Dans le champ de la politique culturelle, à Genève, deux légitimités se confrontent, deux légitimités que la loi ne réconcilie pas : la légitimité de la loi et celle du terrain. La légitimité de la loi, c'est celle du canton : le pouvoir législatif, c'est lui, et lui seul (sous réserve du droit supérieur) qui le détient. La légitimité du terrain, c'est celle que donne à la Ville le pouvoir considérable de son budget culturel. La Ville, les communes, ne font pas la loi, mais sur le terrain, ce sont elles qui font la politique culturelle genevoise. Or la loi cantonale ne donnera pas de moyens supplémentaires au canton, mais seulement des possibilités et des ambitions, et les moyens ne vont pas suivre au budget cantonal (encore serons-nous heureux s'ils ne sont pas réduits -alors qu'ils n'atteignent actuellement que péniblement le tiers de ceux que la seule Ville consacre à la culture...)

Au départ, au moment de l'institution d'une commission d'experts chargée de « pondre » un avant-projet de loi, l'objectif était d'inventer une méthode de « faire ensemble ». Il s'agissait surtout d'éviter de reproduire, en se contentant de l'inverser, l'exercice tenté en 2007, celui du transfert de la responsabilité de la politique culturelle à  un seul des 46 acteurs institutionnels genevois (en 2007, c'était la Ville; en 2010, la tentation était forte d'opérer ce transfert vers le canton). Or inverser le sens d'une ânerie ne la rend pas moins ânerie que celle dont elle ne serait que le reflet, si on remplaçait le « qui paie commande » par le « je commande, tu paies » qui résume l'intention, à peine cachée, de quelques politiciens cantonaux. On passerait ainsi de l'ambition initiale de « faire ensemble » à un trivial « fais ce que je dis, pas ce que je fais », par lequel, plutôt que servir la politique culturelle, le canton s'en servirait pour régler ses vieux comptes avec la Ville.

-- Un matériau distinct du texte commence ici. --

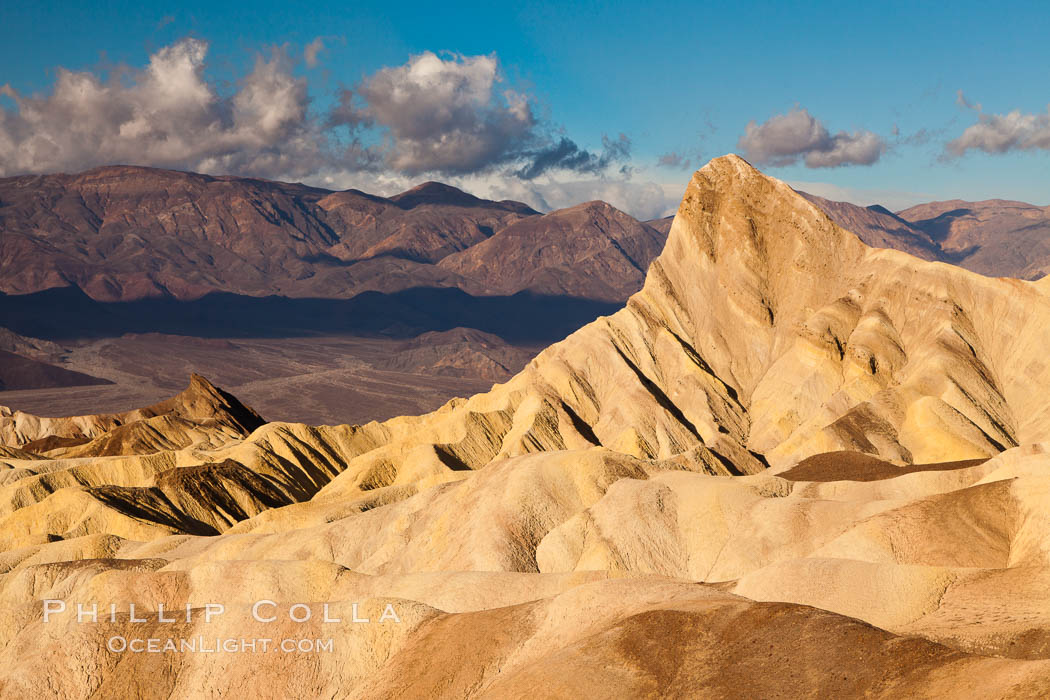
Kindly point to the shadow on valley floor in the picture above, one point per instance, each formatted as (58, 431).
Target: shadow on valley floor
(526, 318)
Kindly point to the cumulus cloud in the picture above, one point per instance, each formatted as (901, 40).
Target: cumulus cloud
(798, 135)
(445, 117)
(442, 115)
(312, 50)
(567, 155)
(1001, 133)
(674, 160)
(166, 114)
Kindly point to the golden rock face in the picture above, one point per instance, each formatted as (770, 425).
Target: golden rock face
(626, 512)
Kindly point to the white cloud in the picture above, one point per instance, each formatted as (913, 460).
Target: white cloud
(1001, 133)
(797, 135)
(312, 50)
(165, 114)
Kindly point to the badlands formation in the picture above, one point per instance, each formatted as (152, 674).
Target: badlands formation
(793, 465)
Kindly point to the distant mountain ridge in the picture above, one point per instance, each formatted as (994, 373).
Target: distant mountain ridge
(994, 237)
(125, 233)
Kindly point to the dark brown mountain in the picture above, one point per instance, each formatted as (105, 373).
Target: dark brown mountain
(994, 237)
(879, 227)
(123, 233)
(591, 250)
(662, 225)
(458, 353)
(127, 233)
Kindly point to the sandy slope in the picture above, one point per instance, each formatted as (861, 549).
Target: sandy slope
(607, 517)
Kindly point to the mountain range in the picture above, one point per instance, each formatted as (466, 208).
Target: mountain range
(126, 233)
(99, 259)
(791, 463)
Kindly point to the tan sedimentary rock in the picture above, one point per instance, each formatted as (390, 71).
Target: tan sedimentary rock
(792, 465)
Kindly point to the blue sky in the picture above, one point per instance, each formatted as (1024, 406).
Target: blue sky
(673, 78)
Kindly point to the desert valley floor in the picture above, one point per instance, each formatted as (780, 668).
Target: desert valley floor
(792, 465)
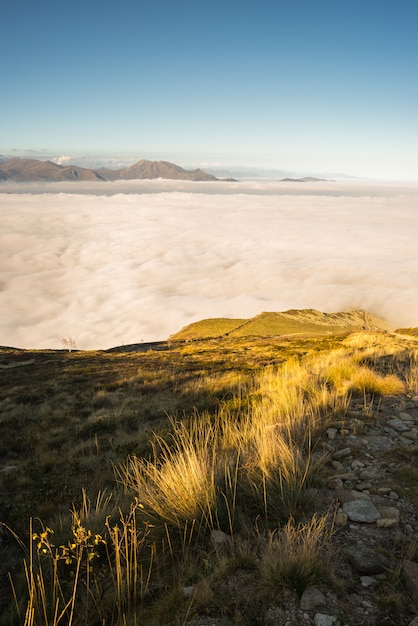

Ce n'est pas d'un transfert de compétences dont la politique culturelle genevoise a besoin, mais d'engagements accrus. On ne peut donc se contenter de répartir autrement les moyens existants, ou, pire, des moyens réduits par les « réformes » fiscales annoncées. La volonté exprimée par la loi d'engager, enfin, sérieusement, le canton dans des investissements culturels de grande ampleur, et dans le soutien permanent aux institutions existantes, doit être saluée, mais elle doit aussi s'accompagner d'un engagement matériel cantonal supplémentaire, et important (de l'ordre de plusieurs dizaines de millions de francs en plus par année). Si cette condition  n'était pas remplie, la volonté qu'exprime la loi ne serait qu'une rhétorique hypocrite doublée d'une posture impuissante. Genève n'a besoin ni de l'une, ni de l'autre.
Et nous savons bien que de la posture à l'imposture, le chemin est bien court.

lundi 15 avril 2013

Fonds de tiroir

Donc, le chantier de la Nouvelle Comédie de Genève ne débutera pas comme prévu en 2016, mais en 2018. Au plus tôt. La faute à qui ? Au canton de Genève, qui ne pourra pas débloquer sa participation financière (45 millions, à hauteur de celle de la Ville) avant 2018, vu que s'il proclame sa volonté d'être désormais décisivement impliqué dans la politique culturelle, il est loin d'avoir accepté d'en assumer les conséquences. Mais la faute aussi à la majorité du Conseil Municipal de la Ville de Genève, qui a réduit les autorisations d'investissements et contraint le Conseil administratif à échelonner ceux qu'il proposait : d'abord le Grand Théâtre, puis le Musée d'Art et d'Histoire, enfin La Nouvelle Comédie. Pour laquelle il faudra d'ailleurs aussi consentir une rallonge de subvention par rapport à celle de la Comédie actuelle. Ben oui, Mesdames et Messieurs les Conseillers et llères d'Etat, députés et tées, conseillers et llères municipaux et pales : la politique culturelle, c'est pas seulement des discours, c'est aussi des sous....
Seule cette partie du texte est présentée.